大きな鏡の前に立たされた。小姓姿の僕の髪を、ジュンは優しく整えてくれた。
ジュンは、ケイトが僕の正体を知って傷つく事を恐れている。すでにその心配はいらなくなったということを、やっぱり教えてやりたい気もする。
僕がぐるぐる迷っていると、ジュンは言った。
「晩餐会で、ケイトをあなたに会わせてみようと思うのですが、どうでしょうか」
僕はびっくりした。
「正体を話すの」
「いいえ、あくまで私の小姓として紹介するだけです。それで、ケイトを試してみたい」
僕はジュンの顔を見た。ケイトを「試す」なんて言い方は、何となく、ジュンらしくないような気がしたのだ。

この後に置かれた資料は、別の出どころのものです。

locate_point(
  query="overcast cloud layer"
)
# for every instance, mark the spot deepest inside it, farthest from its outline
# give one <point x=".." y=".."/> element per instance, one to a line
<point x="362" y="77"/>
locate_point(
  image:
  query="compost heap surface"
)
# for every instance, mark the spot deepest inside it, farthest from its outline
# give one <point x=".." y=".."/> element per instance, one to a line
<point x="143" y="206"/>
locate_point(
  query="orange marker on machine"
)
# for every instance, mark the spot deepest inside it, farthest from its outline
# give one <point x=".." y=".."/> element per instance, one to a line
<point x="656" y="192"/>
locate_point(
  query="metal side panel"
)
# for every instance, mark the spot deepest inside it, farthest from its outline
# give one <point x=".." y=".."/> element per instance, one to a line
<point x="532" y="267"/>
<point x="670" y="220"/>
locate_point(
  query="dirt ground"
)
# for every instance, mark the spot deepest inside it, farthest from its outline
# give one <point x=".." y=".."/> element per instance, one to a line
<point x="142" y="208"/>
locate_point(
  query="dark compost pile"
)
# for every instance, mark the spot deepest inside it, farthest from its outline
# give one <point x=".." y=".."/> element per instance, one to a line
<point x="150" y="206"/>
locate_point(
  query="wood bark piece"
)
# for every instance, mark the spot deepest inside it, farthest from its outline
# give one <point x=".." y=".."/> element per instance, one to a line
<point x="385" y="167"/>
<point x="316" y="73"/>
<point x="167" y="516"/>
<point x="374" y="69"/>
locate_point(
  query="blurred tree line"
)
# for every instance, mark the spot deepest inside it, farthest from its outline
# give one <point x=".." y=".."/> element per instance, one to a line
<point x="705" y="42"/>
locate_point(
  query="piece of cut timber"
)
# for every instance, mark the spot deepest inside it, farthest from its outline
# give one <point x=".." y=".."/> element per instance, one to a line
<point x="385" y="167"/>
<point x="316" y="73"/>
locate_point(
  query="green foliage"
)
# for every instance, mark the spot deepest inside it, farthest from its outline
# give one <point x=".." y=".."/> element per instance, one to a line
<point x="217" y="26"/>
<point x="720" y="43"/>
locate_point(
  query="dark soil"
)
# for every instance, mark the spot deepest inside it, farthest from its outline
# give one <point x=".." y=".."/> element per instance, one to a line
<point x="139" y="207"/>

「ケイトが少年の貴方を愛せるかどうか。僕はそれが知りたい。晩餐会であなたの姿を見たケイトがどう反応するのか、試してみましょう」
「そんなことをして何になるの」
「恋なのか、妖精の呪いなのかが分かります」
「どういうこと?」
「貴方の本当の姿を見てもケイトが何も感じないのなら、単に呪いでアリスに恋焦がれているだけなのでしょう」
ジュンの言葉にはっとする。確かに、ピノは贈り物をくれる時、アリス=ビョルンを名指ししていた。正確にいえば、僕ではない。
「でももし、ケイトが貴方の正体を見抜けたとしたら、貴方への愛が本物だということではありませんか」
「そ、そうとは限らないよ」
僕は焦った。結果は後者になるということは昼間に実証されていた。領主様には僕の正体がすぐにわかってしまったんだ。
だけど、それが本当の愛の証拠だなんて決めるのは早い。